Communication-avoiding Parallel and Sequential QR Factorizations
Hoemmen, Mark Frederick
Technical Report Identifier: EECS-2008-74
May 29, 2008
Abstract: We present parallel and sequential dense QR factorization algorithms that are optimized to avoid communication. Some of these are novel, and some extend earlier work. Communication includes both messages between processors (in the parallel case), and data movement between slow and fast memory (in either the sequential or parallel cases).
Our first algorithm, Tall Skinny QR (TSQR), factors mxn matrices in a one-dimensional (1-D) block cyclic row layout, storing the Q factor (if desired) implictly as a tree of blocks of Householder reflectors. TSQR is optimized for matrices with many more rows than columns (hence the name). In the parallel case, TSQR requires no more than the minimum number of messages Theta(log P) between P processors. In the sequential case, TSQR transfers 2mn + o(mn) words between slow and fast memory, which is the theoretical lower bound, and performs Theta(mn/W) block reads and writes (as a function of the fast memory size W), which is within a constant factor of the theoretical lower bound.
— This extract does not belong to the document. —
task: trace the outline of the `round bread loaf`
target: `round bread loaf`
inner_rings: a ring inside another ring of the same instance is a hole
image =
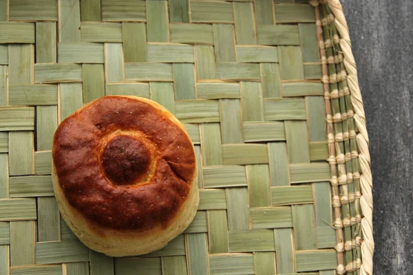
[[[153,101],[105,96],[85,105],[59,126],[52,158],[61,213],[94,250],[158,250],[196,213],[193,146],[183,124]]]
In contrast, the conventional parallel algorithm as implemented in ScaLAPACK requires Theta(n log P) messages, a factor of n times more, and the analogous sequential algorithm transfers Theta(mn^2) words between slow and fast memory, also a factor of n times more. TSQR only uses orthogonal transforms, so it is just as stable as standard Householder QR. Both parallel and sequential performance results show that TSQR outperforms competing methods.
Our second algorithm, CAQR (Communication-Avoiding QR), factors general rectangular matrices distributed in a two-dimensional block cyclic layout. It invokes TSQR for each block column factorization, which both remove a latency bottleneck in ScaLAPACK's current parallel approach, and both bandwidth and latency bottlenecks in ScaLAPACK's out-of-core QR factorization. CAQR achieves modeled speedups of 2.1x on an IBM POWER5 cluster, 3.0x on a future petascale machine, and 3.8x on the Grid.